Joe Cohen, GlaxoSmithKline's vice president for emerging diseases, HIV and vaccines research, said the vaccine worked by making antibodies that attacked the parasite as soon as it entered the body. It also encourages T cells, a type of white blood cell, to neutralize those parasites that escape the first barrage, he said.

The trial took place from June 2005 through March, and it involved two groups totaling 214 infants who received regular childhood vaccines. One group was randomly assigned to get the malaria vaccine at 10 weeks, 14 weeks and 18 weeks of age. The other group received the hepatitis B vaccine Energix-B.

The homes of all infants were sprayed with insecticide. Mothers were trained in the use of netting to keep out mosquitoes. "It's the combination of these things that is going to have the best chance of an impact," said James Burns, another malaria investigator at Drexel who was not involved in the study.

Researchers said they found no serious reactions from the vaccine.

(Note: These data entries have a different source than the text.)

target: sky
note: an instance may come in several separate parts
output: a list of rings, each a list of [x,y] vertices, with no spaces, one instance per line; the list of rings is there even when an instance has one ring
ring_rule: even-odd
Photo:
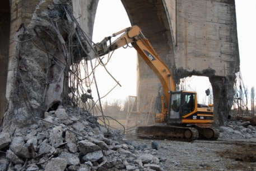
[[[240,72],[245,87],[248,89],[249,95],[252,87],[256,88],[256,80],[253,70],[256,61],[256,1],[235,0],[238,36],[240,59]],[[131,26],[125,10],[120,0],[100,0],[97,8],[92,40],[94,42],[101,41],[105,37]],[[105,60],[108,58],[105,55]],[[129,96],[136,96],[137,53],[133,48],[125,49],[120,48],[115,50],[109,62],[106,65],[108,71],[122,87],[107,73],[103,67],[96,69],[96,79],[101,101],[111,101],[124,99]],[[204,83],[201,87],[197,87],[199,79]],[[198,100],[205,98],[206,89],[210,83],[207,77],[192,77],[187,83],[192,91],[198,92]],[[199,91],[199,90],[201,90]],[[96,94],[92,89],[92,94]],[[250,98],[250,97],[249,97]],[[95,98],[97,99],[97,98]],[[207,101],[207,100],[206,100]]]

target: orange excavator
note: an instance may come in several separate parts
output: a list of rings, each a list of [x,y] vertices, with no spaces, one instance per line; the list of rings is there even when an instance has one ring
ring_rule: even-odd
[[[111,39],[122,34],[113,42]],[[197,93],[176,91],[171,72],[162,61],[137,26],[126,28],[93,46],[91,54],[103,56],[131,44],[159,78],[164,95],[161,97],[162,111],[155,117],[156,124],[138,126],[137,135],[144,137],[193,141],[202,138],[216,140],[219,131],[212,126],[213,112],[206,104],[198,104]]]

"We are now a step closer" toward protecting young infants, said Pedro L. Alonso, head of the Barcelona Center for International Health Research at the University of Barcelona, who led the trial. "A great deal of work remains to be done." The Gates Foundation funded the trial through its Seattle-based PATH Malaria Vaccine Initiative, whose nonprofit mission is to speed promising vaccines to the developing world.

The Gates-based initiative has given GlaxoSmithKline $107 million to enable the company to finish work on the malaria vaccine, which had been languishing.

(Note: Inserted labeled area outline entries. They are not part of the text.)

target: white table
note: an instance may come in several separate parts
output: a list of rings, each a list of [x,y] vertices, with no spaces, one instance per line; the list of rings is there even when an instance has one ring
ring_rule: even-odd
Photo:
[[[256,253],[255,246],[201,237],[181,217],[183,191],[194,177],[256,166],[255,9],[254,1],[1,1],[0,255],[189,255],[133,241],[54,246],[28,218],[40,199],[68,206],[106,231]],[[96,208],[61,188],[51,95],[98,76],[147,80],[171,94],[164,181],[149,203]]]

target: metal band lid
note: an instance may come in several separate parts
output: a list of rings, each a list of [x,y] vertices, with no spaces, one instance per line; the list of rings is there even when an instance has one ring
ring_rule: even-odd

For its part, GlaxoSmithKline has spent more than 20 years and $300 million to create a malaria vaccine, Ballou said. The company, which has a U.S. headquarters in Philadelphia, expects to spend an additional $50 million to $100 million to finish this effort, he said. Work on the vaccine is being done at its GSK Biologicals division in Rixensart, Belgium.

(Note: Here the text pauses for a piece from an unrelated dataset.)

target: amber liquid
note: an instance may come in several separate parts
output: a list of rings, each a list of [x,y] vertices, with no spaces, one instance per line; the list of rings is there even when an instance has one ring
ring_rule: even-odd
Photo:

Executives said it was premature to set a price for the vaccine, which still faces years of testing.

In a speech yesterday, Gates praised GlaxoSmithKline for assigning its top scientists to the project when they could be doing more lucrative work.

The quest for a vaccine represents a partnership between several African nations, the pharmaceutical industry and the PATH Malaria Vaccine Initiative (MVI).

Christian Loucq, director of MVI, said: "These results essentially provide another green light indicating that we can move toward a large Phase 3 trial with this vaccine."

That trial will begin next year in ten sites across sub-Saharan Africa and involve 10,000 thousand children.

If successful the vaccine will be licensed in 2011.

It would mark a hugely significant step forward in the fight against malaria.